ITEM 5.  Interest in Securities of the Issuer

           The Reporting Person directly owns 1,902,136 shares of Common
Stock for which he is the beneficial owner.  The Reporting Person is also
the beneficial owner of 48,580 shares of Common Stock held by Travis
Partnership, G.P., a general partnership in which the Reporting Person has
a 51.67% interest and a trust for the benefit of the Reporting Person's
children has a 15% interest.  Moreover, the Reporting Person is the
beneficial owner of stock options currently exercisable to acquire 101,600
shares of Common Stock.  (The Reporting Person holds stock options to
acquire 400,000 shares of Common Stock that are not currently
exercisable.)  Based on the foregoing, the Reporting Person acknowledges
that he is the beneficial owner of 2,052,316 shares of Common Stock for
which he has sole voting and investment power.  

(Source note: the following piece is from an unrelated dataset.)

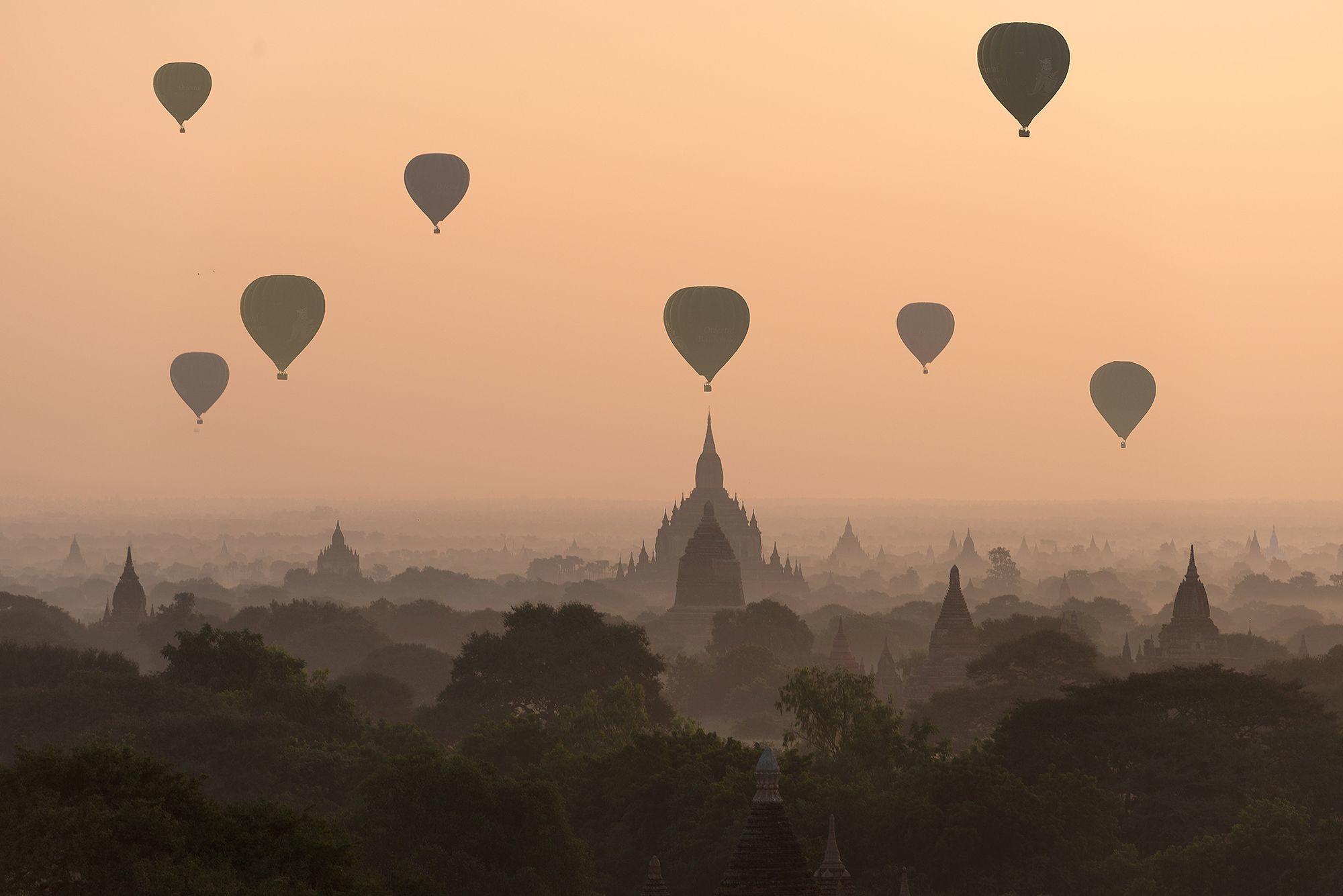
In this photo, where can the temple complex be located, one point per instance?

            In addition to the above, trusts for the benefit of the Reporting
Person's children separately own an aggregate of 400,000 shares of
Common Stock, and ALDA F.L.P., a limited partnership having the
Reporting Person's children as limited partners, owns warrants to acquire
30,000 shares of Common Stock.  Pursuant to Rule 13d-3 promulgated
under the Act, the Reporting Person may be deemed the beneficial owner
of the shares of Common Stock owned by the aforementioned trusts and
limited partnership.  However, the filing of this statement shall not be
construed as an admission, for purposes of Section 13(d) and Regulation
13D-G of the Act nor for any other purpose or under any other provision
of the Act or rules promulgated thereunder, that the Reporting Person is
the beneficial owner of such shares.    

           Except for the transactions described in Item 3 above, the
Reporting Person has not effected any transaction in or with respect to the
Common Stock during the past 60 days.  

ITEM 6.  Contracts, Arrangements, Understandings or Relationships with
         Respect to Securities of the Issuer

           N/A

ITEM 7.  Material to be Filed as Exhibits

           No Exhibits are being filed with this statement.  
       
                                    SIGNATURE             

           After reasonable inquiry and to the best of my knowledge and
belief, I certify that the information set forth in this statement is true,
complete and correct. 

Dated: July 1, 1997

                      /S/PAUL J. MONTLE
Name/Title_______________________________________

                       ATTENTION:  INTENTIONAL MISSTATEMENTS OR OMISSION
                        OF FACT CONSTITUTE FEDERAL CRIMINAL VIOLATIONS
                                     (SEE 18 U.S.C. 1001).